His jacket had been removed. His open shirt revealed a chest as hairy as a wild animal’s. Under the right nipple was a long scar, and Maigret thought he could make out a kind of tattoo on his shoulder.
‘Next boat!’ shouted the lock-keeper, cupping both hands to his mouth. ‘Look lively, there’s nothing more you can do here.’
One bargee drifted regretfully away, calling to his wife, who had joined some other women a little further off in their commiserations.
‘I hope at least that you didn’t stop the engine?’
The doctor told the spectators to stand well back and scowled as he felt the man’s chest.
‘He’s alive, isn’t he?’ said the first life-saver proudly.
‘Police Judiciaire!’ broke in Maigret. ‘Is it serious?’
‘Most of his ribs are crushed. He’s alive all right, but I’d be surprised if he stays alive for very long! Did he get caught between two boats?’
‘Most probably between a boat and the lock.’
‘Feel here!’
The doctor made the inspector feel the left arm, which was broken in two places.
‘I
s there a stretcher?’
The injured man moaned feebly.
‘All the same, I’m going to give him an injection. But get that stretcher ready as quick as you can. The hospital is 500 metres away …’
There was a stretcher at the lock. It was regulations. But it was in the attic, where the flame of a candle was observed through a skylight moving to and fro.
The mistress of the Providence stood sobbing some distance from Maigret. She was staring at him reproachfully.
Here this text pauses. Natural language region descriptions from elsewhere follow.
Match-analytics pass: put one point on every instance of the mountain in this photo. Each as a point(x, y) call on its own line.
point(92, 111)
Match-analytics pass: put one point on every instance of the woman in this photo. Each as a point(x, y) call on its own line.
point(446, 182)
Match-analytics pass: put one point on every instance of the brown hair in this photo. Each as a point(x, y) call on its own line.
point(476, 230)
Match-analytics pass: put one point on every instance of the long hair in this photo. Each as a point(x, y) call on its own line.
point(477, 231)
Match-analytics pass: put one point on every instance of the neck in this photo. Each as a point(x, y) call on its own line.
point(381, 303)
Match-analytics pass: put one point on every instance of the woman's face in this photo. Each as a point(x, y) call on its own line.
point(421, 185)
There were ten men ready to carry the carter, who gave another groan. Then a lantern moved off in the direction of the main road, catching the group in a halo of light. A motorized barge, bright with green and red navigation lights, gave three whistles and moved off on its way to tie up at a berth in the middle of town, so that she would be the first to leave next morning.
Ward 10. It was by chance that Maigret saw the number. There were only two patients in it, one of whom was crying like a baby.
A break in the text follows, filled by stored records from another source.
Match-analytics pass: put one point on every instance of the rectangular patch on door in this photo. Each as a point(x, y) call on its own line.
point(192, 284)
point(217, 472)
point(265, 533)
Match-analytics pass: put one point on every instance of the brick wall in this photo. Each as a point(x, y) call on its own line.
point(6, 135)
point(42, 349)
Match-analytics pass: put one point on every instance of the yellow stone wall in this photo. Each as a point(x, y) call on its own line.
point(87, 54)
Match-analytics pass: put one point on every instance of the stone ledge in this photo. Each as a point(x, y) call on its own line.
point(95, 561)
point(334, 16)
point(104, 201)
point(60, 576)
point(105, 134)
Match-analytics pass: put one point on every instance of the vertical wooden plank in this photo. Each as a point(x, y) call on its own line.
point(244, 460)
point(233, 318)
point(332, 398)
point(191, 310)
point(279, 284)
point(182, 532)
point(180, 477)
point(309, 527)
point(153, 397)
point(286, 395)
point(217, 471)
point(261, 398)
The inspector spent most of the time walking up and down the white-flagged corridor, where nurses ran by him, passing on instruction in hushed voices.
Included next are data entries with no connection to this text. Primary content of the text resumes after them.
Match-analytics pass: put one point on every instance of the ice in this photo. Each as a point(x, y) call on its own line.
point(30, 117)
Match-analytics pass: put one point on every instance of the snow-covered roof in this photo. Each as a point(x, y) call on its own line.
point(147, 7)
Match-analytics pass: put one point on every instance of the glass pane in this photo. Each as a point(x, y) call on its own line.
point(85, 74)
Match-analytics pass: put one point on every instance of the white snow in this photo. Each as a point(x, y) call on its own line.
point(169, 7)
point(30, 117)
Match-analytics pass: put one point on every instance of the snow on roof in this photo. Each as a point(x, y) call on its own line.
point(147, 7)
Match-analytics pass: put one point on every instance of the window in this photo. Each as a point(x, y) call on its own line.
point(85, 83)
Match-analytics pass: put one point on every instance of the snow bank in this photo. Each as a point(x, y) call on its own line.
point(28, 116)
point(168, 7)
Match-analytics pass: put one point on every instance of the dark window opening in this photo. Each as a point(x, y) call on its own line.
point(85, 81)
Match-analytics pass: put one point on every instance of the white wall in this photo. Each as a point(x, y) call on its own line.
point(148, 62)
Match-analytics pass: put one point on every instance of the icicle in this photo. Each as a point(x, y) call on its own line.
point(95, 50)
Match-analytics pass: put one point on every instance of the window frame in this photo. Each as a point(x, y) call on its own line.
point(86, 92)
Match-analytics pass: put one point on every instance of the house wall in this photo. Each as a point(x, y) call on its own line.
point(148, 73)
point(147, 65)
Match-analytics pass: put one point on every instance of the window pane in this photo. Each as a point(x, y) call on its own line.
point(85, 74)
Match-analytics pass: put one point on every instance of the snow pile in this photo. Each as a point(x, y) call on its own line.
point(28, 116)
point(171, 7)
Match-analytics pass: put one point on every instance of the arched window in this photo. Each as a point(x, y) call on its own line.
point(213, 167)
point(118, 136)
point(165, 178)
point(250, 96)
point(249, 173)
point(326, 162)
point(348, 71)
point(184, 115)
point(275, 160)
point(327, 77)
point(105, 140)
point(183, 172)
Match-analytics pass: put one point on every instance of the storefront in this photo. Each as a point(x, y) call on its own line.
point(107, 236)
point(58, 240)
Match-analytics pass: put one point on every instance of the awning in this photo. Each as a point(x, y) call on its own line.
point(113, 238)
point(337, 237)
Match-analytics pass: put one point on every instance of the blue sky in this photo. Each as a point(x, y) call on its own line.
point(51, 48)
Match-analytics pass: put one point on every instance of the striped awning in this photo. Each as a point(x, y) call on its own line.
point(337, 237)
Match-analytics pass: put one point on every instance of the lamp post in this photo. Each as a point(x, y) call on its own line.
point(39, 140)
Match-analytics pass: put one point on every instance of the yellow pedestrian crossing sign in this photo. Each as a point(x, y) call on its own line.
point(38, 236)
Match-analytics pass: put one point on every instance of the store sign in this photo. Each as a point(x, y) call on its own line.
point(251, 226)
Ward 8, exactly opposite, was full of women who were talking about the new patient and assessing his chances.
‘If they’re putting him in Ward 10 …’
The doctor was plump and wore horn-rimmed glasses. He walked by two or three times in a white coat, without speaking to Maigret.
It was almost eleven when he finally stopped to have a word.
‘Do you want to see him?’
It was a disconcerting sight. The inspector hardly recognized old Jean. He had been shaved so that two gashes, one on his cheek and the other on his forehead, could be treated.
He lay there, looking very clean in a white bed in the neutral glare of a frosted-glass lamp.
The doctor lifted the sheet.
‘Take a look at this for a carcass! He’s built like a bear. I don’t think I ever saw a skeletal frame like it. How did he get in this state?’
‘He fell off the lock gate just as the sluices were being opened.’
‘I see. He must have been caught between the wall and the barge. His chest is literally crushed in. The ribs just gave way.’